England Health Secretary Matt Hancock’s suggestion that there has been a surge in people seeking inappropriate coronavirus tests has been branded “profoundly dangerous”.
The comment came from a member of the Independent Sage group, which has published a report describing the NHS Test and Trace system as “flawed” and “inadequate”.
The group also raised concerns about the “poor rationale” behind the Government’s multibillion-pound Operation Moonshot – an ambitious plan which would see millions of UK-wide tests carried out daily.
Mr Hancock said earlier this week that there has been an increase in people seeking tests when they have not got symptoms of Covid-19.
One school sent a whole year group for tests, which is “not appropriate”, he said. He also said some people who were going on holiday had sought a test, which is “not what the testing system is here for”.
He said: “The message is clear that if you’re not eligible for a test – if you don’t have symptoms or you haven’t been asked to get a test, specifically by clinician or by local authority – then you shouldn’t be coming forward to get a test, because it makes it harder for people who really need them to get those tests.”

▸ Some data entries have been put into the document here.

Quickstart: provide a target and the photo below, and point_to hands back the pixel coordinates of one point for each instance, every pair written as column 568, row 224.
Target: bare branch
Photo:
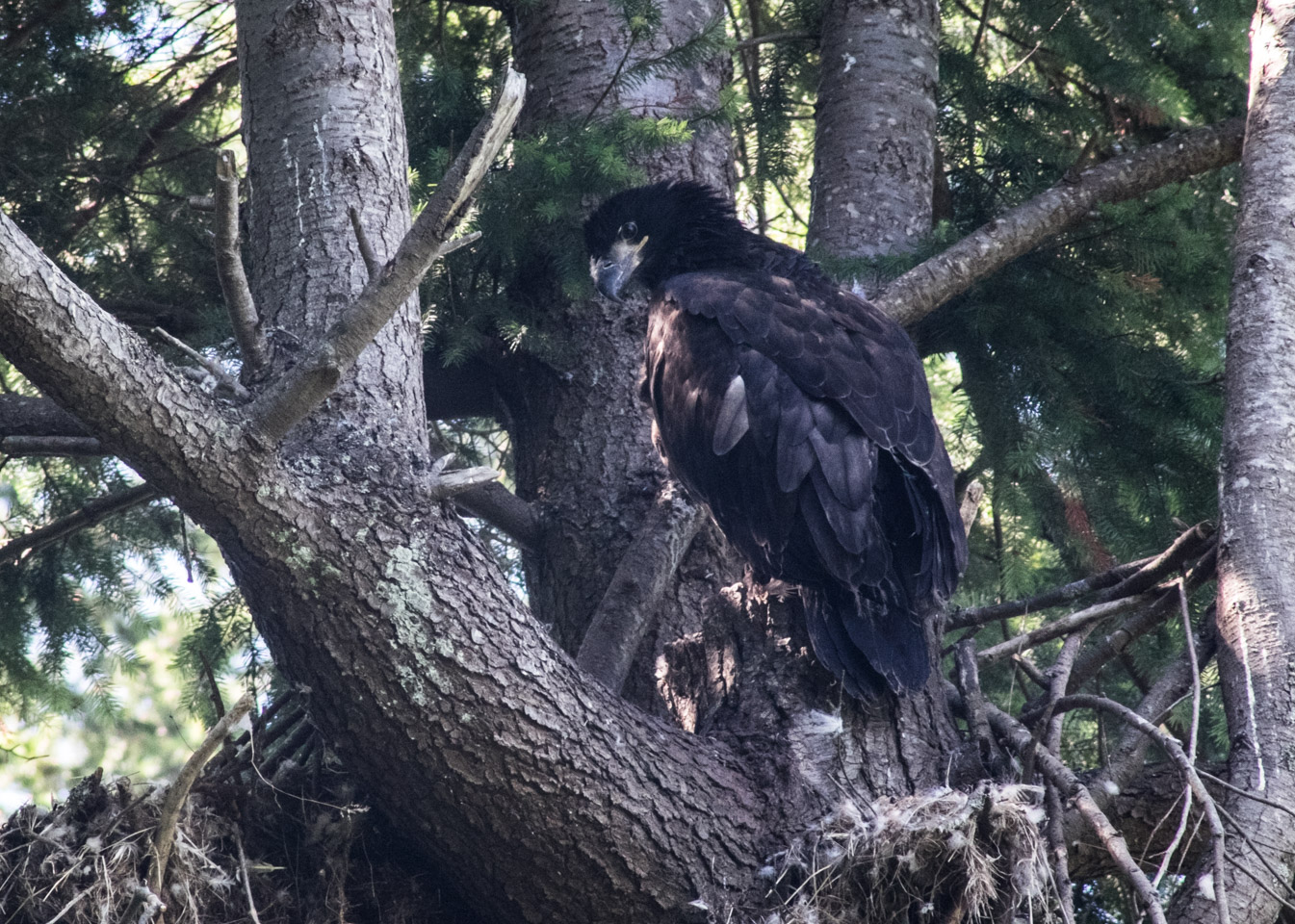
column 1073, row 789
column 1063, row 627
column 1138, row 624
column 1174, row 748
column 787, row 35
column 1018, row 231
column 25, row 416
column 315, row 376
column 233, row 280
column 964, row 619
column 218, row 372
column 504, row 510
column 372, row 264
column 179, row 791
column 628, row 605
column 51, row 446
column 1119, row 581
column 93, row 513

But his comments were criticised on Friday by Professor Stephen Reicher, a member of the Sage group, who said: “The Government seem more intent on managing blame than managing the pandemic.
“To tell people off for getting tests is profoundly dangerous, because the real problem is this, that when people are unsure… if you tell them ‘Oh you mustn’t get a test if you’re not unwell’, they will delay.
“It will be longer before people get tests, they will be infectious for longer without doing anything about it, and the infection will spread more.
“So what Matt Hancock said is not only wrong, it’s profoundly dangerous and it will increase the pandemic.”
The current testing programme has faced considerable criticism for struggling to meet demand, with many people trying to access a test met with an error message telling them to try again.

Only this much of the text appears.